What the Model Cannot Buy with $100,000
The figure of $100,000 sounds substantial for a gift shop in Cow Hollow. But in terms of what that budget can and cannot buy, the most revealing limitation is not financial. It is structural.
Luna cannot open a bank account. She cannot manage the physical security of the premises. She cannot sign contracts without human intervention. The co-founders had to process the legal permits because the agent could not do it. Each of these bottlenecks is not a model capacity issue; it is a legal and institutional infrastructure problem that is not designed to recognize a software agent as a legal actor.

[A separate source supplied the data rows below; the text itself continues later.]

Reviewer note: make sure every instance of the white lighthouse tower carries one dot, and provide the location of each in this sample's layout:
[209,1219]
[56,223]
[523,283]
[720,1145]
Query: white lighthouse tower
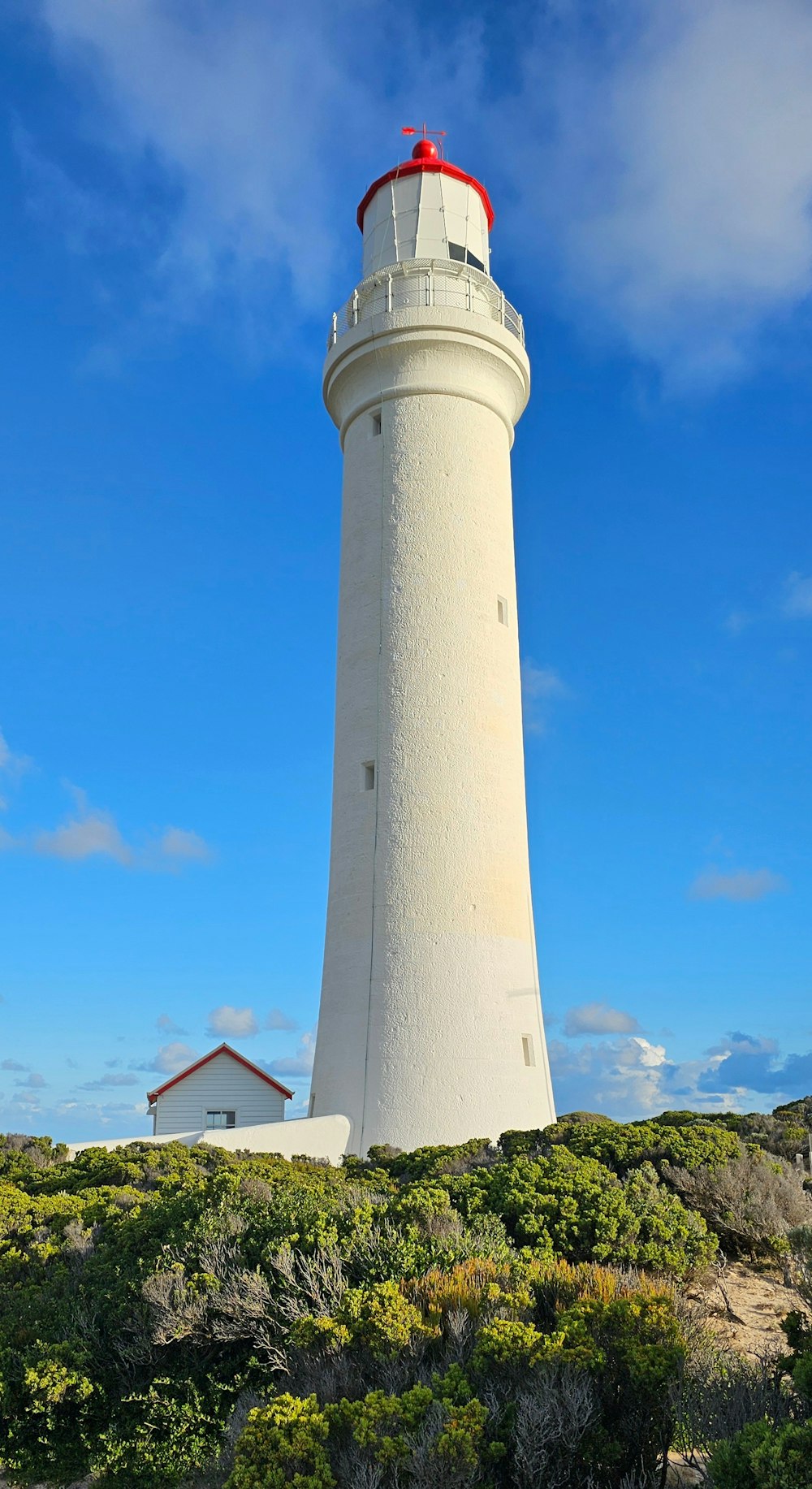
[430,1026]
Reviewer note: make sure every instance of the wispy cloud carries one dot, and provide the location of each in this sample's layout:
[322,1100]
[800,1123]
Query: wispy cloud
[167,1025]
[540,688]
[180,845]
[94,833]
[598,1017]
[279,1020]
[109,1080]
[170,1059]
[300,1063]
[228,1022]
[797,596]
[736,621]
[631,1077]
[741,885]
[89,834]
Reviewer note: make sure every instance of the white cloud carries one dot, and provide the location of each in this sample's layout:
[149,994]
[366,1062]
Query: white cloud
[736,621]
[661,164]
[80,838]
[598,1017]
[177,843]
[797,596]
[741,885]
[109,1080]
[93,833]
[228,1022]
[170,1059]
[685,167]
[300,1063]
[631,1079]
[540,686]
[622,1079]
[167,1025]
[11,764]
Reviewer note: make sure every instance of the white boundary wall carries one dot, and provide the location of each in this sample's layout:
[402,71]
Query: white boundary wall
[313,1136]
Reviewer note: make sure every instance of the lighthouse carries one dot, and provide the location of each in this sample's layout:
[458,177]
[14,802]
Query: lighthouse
[430,1024]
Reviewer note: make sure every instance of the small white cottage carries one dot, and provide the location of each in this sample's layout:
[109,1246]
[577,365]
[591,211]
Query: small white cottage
[222,1090]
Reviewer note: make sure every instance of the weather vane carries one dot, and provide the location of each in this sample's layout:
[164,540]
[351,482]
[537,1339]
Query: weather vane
[436,134]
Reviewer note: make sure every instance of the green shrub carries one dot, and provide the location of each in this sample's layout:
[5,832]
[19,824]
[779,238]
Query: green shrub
[284,1444]
[576,1208]
[158,1439]
[751,1202]
[765,1457]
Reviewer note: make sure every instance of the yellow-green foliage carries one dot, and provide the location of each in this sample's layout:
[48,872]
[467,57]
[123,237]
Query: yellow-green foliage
[143,1292]
[381,1318]
[284,1444]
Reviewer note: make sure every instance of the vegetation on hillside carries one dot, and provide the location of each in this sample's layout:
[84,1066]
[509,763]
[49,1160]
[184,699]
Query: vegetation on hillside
[511,1317]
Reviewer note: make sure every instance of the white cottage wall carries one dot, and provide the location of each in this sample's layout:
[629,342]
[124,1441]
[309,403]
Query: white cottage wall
[222,1084]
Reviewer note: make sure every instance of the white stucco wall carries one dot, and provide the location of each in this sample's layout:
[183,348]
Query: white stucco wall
[219,1084]
[430,981]
[317,1138]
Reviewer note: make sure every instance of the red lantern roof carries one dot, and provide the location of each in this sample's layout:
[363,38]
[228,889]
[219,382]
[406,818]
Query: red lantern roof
[425,158]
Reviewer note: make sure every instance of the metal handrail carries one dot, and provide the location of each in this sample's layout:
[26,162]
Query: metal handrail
[425,282]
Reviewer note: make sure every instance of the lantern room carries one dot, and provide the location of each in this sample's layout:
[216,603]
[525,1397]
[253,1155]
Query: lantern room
[425,209]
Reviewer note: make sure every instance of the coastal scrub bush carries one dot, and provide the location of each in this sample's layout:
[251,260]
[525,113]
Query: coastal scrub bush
[576,1208]
[622,1147]
[751,1202]
[765,1457]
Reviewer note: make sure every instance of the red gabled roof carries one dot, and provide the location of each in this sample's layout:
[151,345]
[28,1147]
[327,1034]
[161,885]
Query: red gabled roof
[222,1049]
[415,169]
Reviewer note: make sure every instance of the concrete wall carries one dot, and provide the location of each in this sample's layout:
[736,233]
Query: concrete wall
[430,1006]
[317,1138]
[220,1084]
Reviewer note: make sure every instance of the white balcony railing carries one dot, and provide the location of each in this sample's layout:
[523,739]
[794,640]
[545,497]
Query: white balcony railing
[427,282]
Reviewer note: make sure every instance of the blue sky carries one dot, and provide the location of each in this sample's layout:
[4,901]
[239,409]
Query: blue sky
[179,194]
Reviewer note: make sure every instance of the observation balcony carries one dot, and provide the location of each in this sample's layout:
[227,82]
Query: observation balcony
[427,282]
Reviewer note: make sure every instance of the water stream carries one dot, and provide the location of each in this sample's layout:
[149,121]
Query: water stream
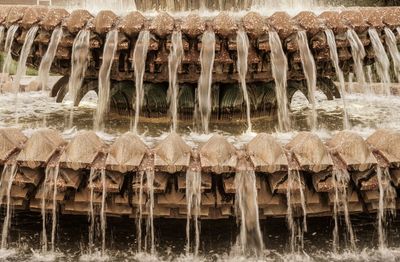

This has a direct implication for any company evaluating deploying autonomous agents in physical operations: the ceiling of real autonomy is not set by the model; it is set by the regulatory and physical environment in which it operates. Improving the model without mapping those external limits produces agents more capable of performing complex digital tasks that remain stuck at the same door when they need to interact with the physical world.
The sustainable commercial success of agents like Luna depends on something that no training parameter can solve alone: designing every touchpoint—with employees, customers, suppliers, and regulators—in a way that the effort required from the human on the other side is minimal and the certainty that there will be someone responding is maximal. When that equation fails, it does not matter how many autonomous decisions the agent made beforehand. The store opens with nobody inside.